К детям же прильнула рыхлая и по наружному виду апатичная Агния. Девушка сначала долго присматривалась к детям, точно не верила чему-то, такому теплому и хорошему, так тепло и хорошо накипавшему на ее душе. В этой девушке проснулось неудоволетворенное и неиспытанное материнство, которое даже пугало ее. И странно, что дети льнули инстинктивно к ней гораздо больше, чем к бабушке. Огорченная Анфуса Гавриловна серьезно ссорилась с Агнией и употребляла разные дипломатические хитрости, чтоб устранить ее. Несколько раз мать и дочь предъявляли взаимные претензии Серафиме, как матери.
-- Да возьмите их хоть совсем, -- равнодушно отвечала Серафима. -- Вам в охоту с чужими детьми поводиться.

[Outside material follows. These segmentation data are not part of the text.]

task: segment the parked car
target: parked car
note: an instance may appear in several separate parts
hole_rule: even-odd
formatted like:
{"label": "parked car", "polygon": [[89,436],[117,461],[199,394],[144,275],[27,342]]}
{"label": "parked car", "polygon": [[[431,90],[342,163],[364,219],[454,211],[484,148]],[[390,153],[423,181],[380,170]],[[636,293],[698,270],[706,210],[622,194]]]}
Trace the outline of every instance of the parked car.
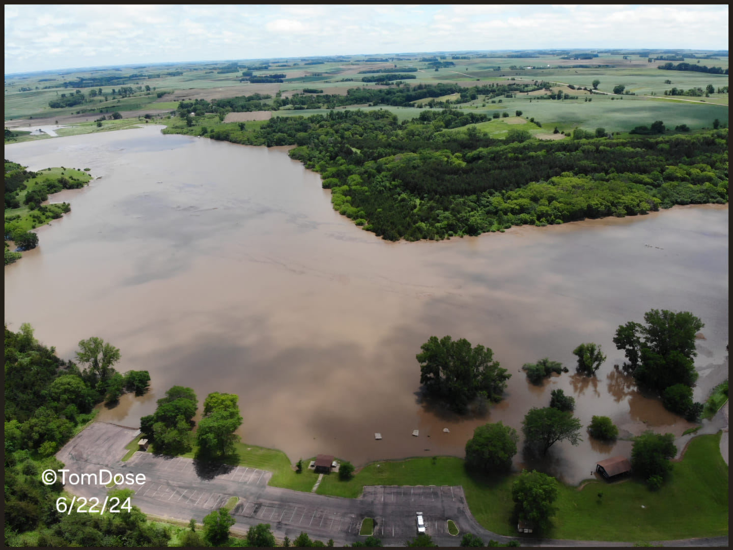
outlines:
{"label": "parked car", "polygon": [[425,522],[422,519],[422,512],[417,513],[417,532],[419,533],[425,532]]}

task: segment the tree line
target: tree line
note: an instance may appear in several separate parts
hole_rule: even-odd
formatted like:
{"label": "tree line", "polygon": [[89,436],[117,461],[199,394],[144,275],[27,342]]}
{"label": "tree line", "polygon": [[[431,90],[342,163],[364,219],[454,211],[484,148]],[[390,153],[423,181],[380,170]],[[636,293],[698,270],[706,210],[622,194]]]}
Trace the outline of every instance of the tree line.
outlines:
{"label": "tree line", "polygon": [[[625,138],[578,130],[556,141],[512,129],[502,140],[471,127],[443,132],[471,116],[435,112],[398,122],[384,111],[332,111],[274,117],[248,132],[220,127],[209,137],[298,146],[290,156],[321,174],[334,209],[388,240],[727,202],[726,129]],[[652,126],[666,132],[660,121]]]}

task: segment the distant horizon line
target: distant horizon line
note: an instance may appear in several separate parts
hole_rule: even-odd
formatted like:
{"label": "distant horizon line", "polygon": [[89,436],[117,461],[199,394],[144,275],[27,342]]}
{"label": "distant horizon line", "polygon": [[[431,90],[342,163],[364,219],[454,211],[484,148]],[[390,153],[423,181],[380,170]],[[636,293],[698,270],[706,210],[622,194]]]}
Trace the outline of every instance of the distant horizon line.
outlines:
{"label": "distant horizon line", "polygon": [[[552,52],[572,52],[572,51],[583,51],[589,53],[608,53],[609,51],[618,51],[618,52],[655,52],[655,53],[718,53],[721,56],[727,56],[729,51],[727,49],[703,49],[703,48],[527,48],[527,49],[507,49],[507,50],[476,50],[476,49],[468,49],[468,50],[435,50],[432,51],[413,51],[413,52],[388,52],[383,53],[334,53],[331,55],[312,55],[312,56],[287,56],[281,57],[254,57],[254,58],[240,58],[240,59],[198,59],[192,61],[163,61],[163,62],[140,62],[138,63],[120,63],[120,64],[112,64],[106,65],[86,65],[84,67],[62,67],[59,69],[39,69],[36,70],[27,70],[21,71],[16,73],[5,73],[4,75],[6,77],[12,77],[18,75],[31,75],[38,73],[57,73],[59,71],[68,71],[72,72],[79,72],[84,70],[102,70],[102,69],[114,69],[114,68],[123,68],[123,67],[134,67],[136,66],[140,68],[144,68],[146,67],[152,67],[155,65],[180,65],[185,64],[195,64],[195,63],[224,63],[224,62],[264,62],[264,61],[287,61],[289,59],[292,60],[310,60],[310,59],[319,59],[321,58],[338,58],[338,57],[373,57],[376,56],[419,56],[419,55],[426,55],[426,54],[441,54],[441,53],[506,53],[506,52],[515,52],[515,53],[550,53]],[[722,52],[726,53],[726,56],[723,56]],[[520,59],[520,58],[507,58],[507,59]],[[528,58],[531,59],[531,58]]]}

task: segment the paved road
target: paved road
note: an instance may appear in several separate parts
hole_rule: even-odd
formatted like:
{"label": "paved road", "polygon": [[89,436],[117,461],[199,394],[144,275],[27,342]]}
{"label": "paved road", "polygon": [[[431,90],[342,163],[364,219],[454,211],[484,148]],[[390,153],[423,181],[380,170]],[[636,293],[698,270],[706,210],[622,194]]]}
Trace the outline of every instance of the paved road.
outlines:
{"label": "paved road", "polygon": [[[460,536],[448,533],[452,519],[461,534],[472,532],[484,539],[507,542],[514,538],[496,535],[476,521],[465,503],[463,489],[457,486],[364,487],[358,499],[325,497],[270,487],[269,472],[246,467],[210,467],[190,458],[166,458],[136,453],[122,462],[125,446],[137,434],[128,428],[92,423],[56,455],[70,473],[97,473],[100,469],[113,474],[142,474],[142,483],[121,485],[135,490],[133,503],[143,512],[160,518],[201,521],[209,512],[223,506],[231,497],[240,500],[232,510],[233,530],[246,532],[251,525],[269,523],[275,536],[291,540],[301,531],[312,538],[336,546],[363,539],[358,535],[365,517],[376,521],[375,535],[385,546],[403,546],[416,535],[416,512],[422,512],[427,532],[441,546],[457,546]],[[141,480],[139,480],[141,481]],[[66,488],[79,496],[103,497],[100,485],[70,485]],[[548,546],[623,546],[628,543],[552,540],[522,538],[523,545]],[[665,546],[727,546],[728,538],[665,541]]]}

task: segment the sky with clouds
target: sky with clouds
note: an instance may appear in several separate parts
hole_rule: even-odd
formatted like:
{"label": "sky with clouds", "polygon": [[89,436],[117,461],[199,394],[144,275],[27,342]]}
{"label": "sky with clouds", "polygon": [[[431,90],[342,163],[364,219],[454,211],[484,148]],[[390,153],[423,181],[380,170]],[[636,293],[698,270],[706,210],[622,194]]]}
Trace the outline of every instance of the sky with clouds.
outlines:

Галактион был другого мнения и стоял за бабушку. Он не мог простить Агнии воображаемой измены и держал себя так, точно ее и на свете никогда не существовало. Девушка чувствовала это пренебрежение, понимала источник его происхождения и огорчалась молча про себя. Она очень любила Галактиона и почему-то думала, что именно она будет ему нужна. Раз она даже сделала робкую попытку объясниться с ним по этому поводу.
-- Ты напрасно думаешь, Галактион, что я про тебя писала Симе.
-- Хорошо, хорошо. Все вы на одну стать, -- грубо ответил Галактион. -- И цена вам всем одна. Только бы вырваться мне от вас.
-- Грешно тебе, Галактион.
-- Молчи лучше, сплетница! Говорить-то с тобой противно!
Агния молча проглотила эту обиду и все-таки не переставала любить Галактиона. В их доме он один являлся настоящим мужчиной, и она любила в нем именно этого мужчину, который делает дом. Она тянулась к нему с инстинктом здоровой, неиспорченной натуры, как растение тянется к свету. Даже грубая несправедливость Галактиона не оттолкнула ее, а точно еще больше привязала. Даже Анфуса Гавриловна заметила это тяготение и сделала ей строгий выговор.
-- Ты у меня смотри, тихоня... Погляди на себя в зеркало-то, на рожу свою. Только мать срамишь, бесстыдница!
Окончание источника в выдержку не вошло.